Hospitals that meet these benchmarks will get designated as a “Using Blood Wisely Hospital” and be recognized nationally. Those that do not can enrol in a quality improvement program proven to reduce inappropriate transfusions and qualify for designation upon meeting the benchmarks.

Nursing plays a critical role in ensuring that evidence-based transfusion practices are followed. Nurses are an important part of the transfusion team that includes the ordering clinicians (including NPs) and the medical laboratory technologists in the blood bank. Often, the nurse may be the individual who follows up on abnormal hemoglobin results and is also aware of whether the patient is symptomatic or bleeding. The nurse will also be the first point of contact for the medical laboratory technologists calling the floor to inquire about the patient’s status, and the first to notice most of the acute adverse events related to transfusion.

The Registered Nurses’ Association of Ontario (RNAO) is an active member of the Choosing Wisely Ontario steering committee. The steering committee has made improving transfusion appropriateness a major priority and will be working with a variety of health sector partners to encourage hospital participation in the Using Blood Wisely campaign. You can learn about how to get involved by visiting: UsingBloodWisely.ca

This week, Choosing Wisely Canada also released a report called “Not Necessary: Policy Ideas for Limiting Low-value Care in Canada.” In addition to ways health system decision-makers can reduce inappropriate use of blood components and products, the report offers four other big ideas to thoughtfully affect the state of low-value care across Canada during the pandemic and beyond. The ideas are:

Idea 1: Streamline the perioperative pathway for scheduled surgeries and procedures to reduce wasteful practices and manage increasing demands for surgery. This includes reducing unnecessary pre-operative testing, redesigning surgical queues, and investing in virtual care to improve efficiency and minimize physical contact across the perioperative journey.
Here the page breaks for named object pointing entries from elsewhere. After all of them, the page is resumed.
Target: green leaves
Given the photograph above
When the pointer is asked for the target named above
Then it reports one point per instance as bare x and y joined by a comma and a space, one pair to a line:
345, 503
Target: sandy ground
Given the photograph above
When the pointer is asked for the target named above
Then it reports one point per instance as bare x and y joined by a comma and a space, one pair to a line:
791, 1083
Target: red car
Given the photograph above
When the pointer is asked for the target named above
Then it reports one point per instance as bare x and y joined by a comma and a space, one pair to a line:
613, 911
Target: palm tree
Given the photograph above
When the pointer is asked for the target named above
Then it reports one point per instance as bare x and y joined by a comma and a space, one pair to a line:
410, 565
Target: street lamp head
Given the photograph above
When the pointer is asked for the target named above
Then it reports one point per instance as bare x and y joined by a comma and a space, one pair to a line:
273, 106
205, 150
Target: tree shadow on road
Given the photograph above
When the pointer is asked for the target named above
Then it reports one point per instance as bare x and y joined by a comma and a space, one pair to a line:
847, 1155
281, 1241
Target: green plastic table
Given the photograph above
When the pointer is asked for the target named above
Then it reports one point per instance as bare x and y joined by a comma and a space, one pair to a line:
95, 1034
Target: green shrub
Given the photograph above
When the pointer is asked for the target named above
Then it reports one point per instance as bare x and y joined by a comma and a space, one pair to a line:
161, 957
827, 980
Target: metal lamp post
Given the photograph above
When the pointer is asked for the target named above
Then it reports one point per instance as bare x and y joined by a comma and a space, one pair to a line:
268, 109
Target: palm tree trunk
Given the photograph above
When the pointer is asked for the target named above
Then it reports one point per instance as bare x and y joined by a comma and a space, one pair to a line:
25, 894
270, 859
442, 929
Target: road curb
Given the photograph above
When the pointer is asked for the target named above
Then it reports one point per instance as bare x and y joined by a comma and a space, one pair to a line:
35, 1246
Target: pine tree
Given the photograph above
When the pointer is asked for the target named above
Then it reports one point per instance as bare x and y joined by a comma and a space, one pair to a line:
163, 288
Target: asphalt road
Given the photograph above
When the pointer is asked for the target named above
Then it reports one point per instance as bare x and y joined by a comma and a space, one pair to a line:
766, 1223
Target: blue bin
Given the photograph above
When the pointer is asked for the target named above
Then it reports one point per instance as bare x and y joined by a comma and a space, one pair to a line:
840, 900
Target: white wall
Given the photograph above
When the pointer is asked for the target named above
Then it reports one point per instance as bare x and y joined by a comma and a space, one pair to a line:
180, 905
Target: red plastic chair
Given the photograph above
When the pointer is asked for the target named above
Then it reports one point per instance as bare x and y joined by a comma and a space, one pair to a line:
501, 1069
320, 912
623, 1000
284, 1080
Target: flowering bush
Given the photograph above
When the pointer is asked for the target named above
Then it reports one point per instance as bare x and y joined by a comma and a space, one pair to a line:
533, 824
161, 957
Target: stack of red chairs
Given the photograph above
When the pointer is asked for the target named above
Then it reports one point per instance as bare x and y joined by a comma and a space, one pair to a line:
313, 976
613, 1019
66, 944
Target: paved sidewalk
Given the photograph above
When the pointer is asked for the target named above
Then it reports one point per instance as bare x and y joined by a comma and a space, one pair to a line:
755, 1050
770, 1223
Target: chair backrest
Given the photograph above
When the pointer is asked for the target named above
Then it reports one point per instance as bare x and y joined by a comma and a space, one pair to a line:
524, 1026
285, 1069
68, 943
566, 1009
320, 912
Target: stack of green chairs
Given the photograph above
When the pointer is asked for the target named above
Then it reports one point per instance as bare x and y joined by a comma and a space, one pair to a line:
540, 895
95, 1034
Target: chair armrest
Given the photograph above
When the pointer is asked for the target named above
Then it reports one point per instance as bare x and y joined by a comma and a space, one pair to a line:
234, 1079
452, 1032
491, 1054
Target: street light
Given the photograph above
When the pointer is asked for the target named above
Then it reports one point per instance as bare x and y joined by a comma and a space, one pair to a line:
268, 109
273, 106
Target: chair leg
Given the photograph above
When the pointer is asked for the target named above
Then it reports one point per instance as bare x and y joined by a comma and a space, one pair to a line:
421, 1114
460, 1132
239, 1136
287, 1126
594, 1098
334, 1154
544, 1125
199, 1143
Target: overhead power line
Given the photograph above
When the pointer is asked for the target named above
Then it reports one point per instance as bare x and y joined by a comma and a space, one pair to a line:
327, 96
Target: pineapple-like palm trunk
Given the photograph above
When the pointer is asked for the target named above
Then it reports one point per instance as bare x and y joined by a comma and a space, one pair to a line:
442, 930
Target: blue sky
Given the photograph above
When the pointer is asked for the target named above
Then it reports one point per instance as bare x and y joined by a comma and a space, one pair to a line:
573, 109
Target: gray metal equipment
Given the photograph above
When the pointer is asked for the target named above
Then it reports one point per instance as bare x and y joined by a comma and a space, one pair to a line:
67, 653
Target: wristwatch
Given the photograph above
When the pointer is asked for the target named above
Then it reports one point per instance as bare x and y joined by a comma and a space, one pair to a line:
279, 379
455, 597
Idea 2: Reduce low-value laboratory testing that lead to additional downstream testing and tie up resources that could otherwise be used to provide high-value services.  This includes retooling lab requisition processes at the provincial and organizational levels with built in appropriateness considerations, as well as investing in audit and feedback strategies.

Idea 3: Reduce low-value imaging that increases wait times and can expose patients to unnecessary harm. This includes investing in interprofessional programs to assess and manage imaging- intensive conditions such as back pain and implementing appropriateness criteria for common imaging requisitions.

Idea 4: Reduce overly aggressive life-sustaining measures at the end of life. This includes a concerted and adequately resourced approach to advance care planning, as well as improved palliative care capacity in the community.

Idea 5: Sustain the national supply of blood components and products.  This includes establishing national appropriateness benchmarks and directing hospitals to measure their performance against benchmarks, as well as exploring whether alternative funding models that could strengthen incentives for hospital blood conservation efforts.